All told, the DOL ruling effectuates five primary amendments:
- Adds provisions confirming that ERISA fiduciaries must evaluate investments based only on pecuniary factors – “financial considerations that have a material effect on the risk and/or return of an investment based on appropriate investment horizons consistent with the plan’s investment objectives and funding policy.”
- Includes an express regulatory provision stating that compliance effectively prohibits fiduciaries from sacrificing returns or taking on additional investment risk just to promote non-pecuniary goals.
- Includes a provision requiring fiduciaries “to consider reasonably available alternatives to meet their prudence and loyalty duties under ERISA.”
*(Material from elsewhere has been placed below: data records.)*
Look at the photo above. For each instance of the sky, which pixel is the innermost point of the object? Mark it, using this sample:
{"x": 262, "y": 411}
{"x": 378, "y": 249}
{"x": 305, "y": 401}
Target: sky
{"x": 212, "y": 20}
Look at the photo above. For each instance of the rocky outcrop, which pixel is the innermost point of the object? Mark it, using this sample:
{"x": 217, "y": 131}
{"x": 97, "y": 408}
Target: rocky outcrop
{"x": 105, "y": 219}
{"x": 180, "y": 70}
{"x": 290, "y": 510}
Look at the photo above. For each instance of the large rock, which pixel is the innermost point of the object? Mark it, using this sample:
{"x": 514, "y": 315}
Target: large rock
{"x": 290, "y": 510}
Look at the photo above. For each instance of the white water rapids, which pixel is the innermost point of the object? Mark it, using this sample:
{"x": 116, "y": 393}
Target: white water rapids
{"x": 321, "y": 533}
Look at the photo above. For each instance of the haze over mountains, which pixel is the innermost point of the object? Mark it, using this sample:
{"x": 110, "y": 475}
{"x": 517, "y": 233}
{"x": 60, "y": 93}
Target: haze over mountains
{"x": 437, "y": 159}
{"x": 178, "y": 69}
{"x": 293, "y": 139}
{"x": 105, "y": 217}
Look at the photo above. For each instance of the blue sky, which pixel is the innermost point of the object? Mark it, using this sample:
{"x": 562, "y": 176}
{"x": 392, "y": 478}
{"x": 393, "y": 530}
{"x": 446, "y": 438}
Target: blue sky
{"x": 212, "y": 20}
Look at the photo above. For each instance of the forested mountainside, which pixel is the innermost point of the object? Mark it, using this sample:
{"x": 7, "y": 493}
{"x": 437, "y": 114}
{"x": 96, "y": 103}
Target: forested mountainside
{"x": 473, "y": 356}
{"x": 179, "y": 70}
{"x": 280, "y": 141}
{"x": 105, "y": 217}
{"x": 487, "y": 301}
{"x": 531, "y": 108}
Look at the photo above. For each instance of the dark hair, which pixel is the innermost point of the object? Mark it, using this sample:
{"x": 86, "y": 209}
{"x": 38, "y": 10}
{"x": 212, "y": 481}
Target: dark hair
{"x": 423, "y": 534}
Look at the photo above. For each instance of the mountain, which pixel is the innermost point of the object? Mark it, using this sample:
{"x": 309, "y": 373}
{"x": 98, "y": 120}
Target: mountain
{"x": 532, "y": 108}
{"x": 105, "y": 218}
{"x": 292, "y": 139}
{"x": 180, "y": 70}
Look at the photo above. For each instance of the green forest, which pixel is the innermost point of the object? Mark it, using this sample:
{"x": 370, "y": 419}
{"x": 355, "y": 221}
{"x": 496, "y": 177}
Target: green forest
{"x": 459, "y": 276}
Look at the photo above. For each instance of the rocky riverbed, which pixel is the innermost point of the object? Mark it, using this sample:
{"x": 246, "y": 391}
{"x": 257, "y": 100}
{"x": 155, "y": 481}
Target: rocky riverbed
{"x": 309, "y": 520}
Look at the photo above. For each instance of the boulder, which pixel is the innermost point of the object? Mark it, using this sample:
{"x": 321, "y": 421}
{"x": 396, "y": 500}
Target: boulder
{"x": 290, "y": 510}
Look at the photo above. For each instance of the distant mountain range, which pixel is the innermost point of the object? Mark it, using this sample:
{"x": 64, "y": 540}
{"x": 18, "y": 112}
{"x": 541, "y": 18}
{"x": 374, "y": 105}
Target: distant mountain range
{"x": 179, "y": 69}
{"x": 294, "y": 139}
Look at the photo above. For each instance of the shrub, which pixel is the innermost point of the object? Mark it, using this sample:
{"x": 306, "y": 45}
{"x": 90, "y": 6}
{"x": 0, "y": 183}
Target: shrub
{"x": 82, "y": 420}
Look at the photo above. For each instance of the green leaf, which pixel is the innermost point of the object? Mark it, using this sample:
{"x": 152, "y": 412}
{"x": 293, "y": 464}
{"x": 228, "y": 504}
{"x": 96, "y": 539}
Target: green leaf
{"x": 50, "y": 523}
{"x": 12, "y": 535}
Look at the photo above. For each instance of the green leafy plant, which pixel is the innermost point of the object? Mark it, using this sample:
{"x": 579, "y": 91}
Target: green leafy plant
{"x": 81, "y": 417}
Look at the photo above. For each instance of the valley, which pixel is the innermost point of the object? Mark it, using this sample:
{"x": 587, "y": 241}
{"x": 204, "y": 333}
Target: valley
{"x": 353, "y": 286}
- Sets required investment analysis and documentation requirements should plan fiduciaries use non-pecuniary factors when choosing between investments they can’t distinguish based solely on pecuniary factors.
- States that ERISA’s prudence and loyalty standards apply to fiduciary’s selection of designated investment alternatives offered to participants and beneficiaries in a participant-directed individual account plan.
“This rule will ensure that retirement plan fiduciaries are focused on the financial interests of plan participants and beneficiaries, rather than on other, non-pecuniary goals or policy objectives,” Labor Secretary Eugene Scalia said in a release.
One thing the final ruling doesn’t include is an explicit reference to ESG – but it is an assumed target of this resolution, as several restrictions and rules specifically governing ESG fund selection were included the original proposed resolution in June.
While explicit references to ESG have been removed, the fear is that interpretations of the rule will still dissuade fiduciaries from considering environmental, social and governance factors. With the results of the recent U.S. elections still undetermined as of the date of this article, the 2021 political environment could also be a major variable to consider when evaluating the impact of the new rule.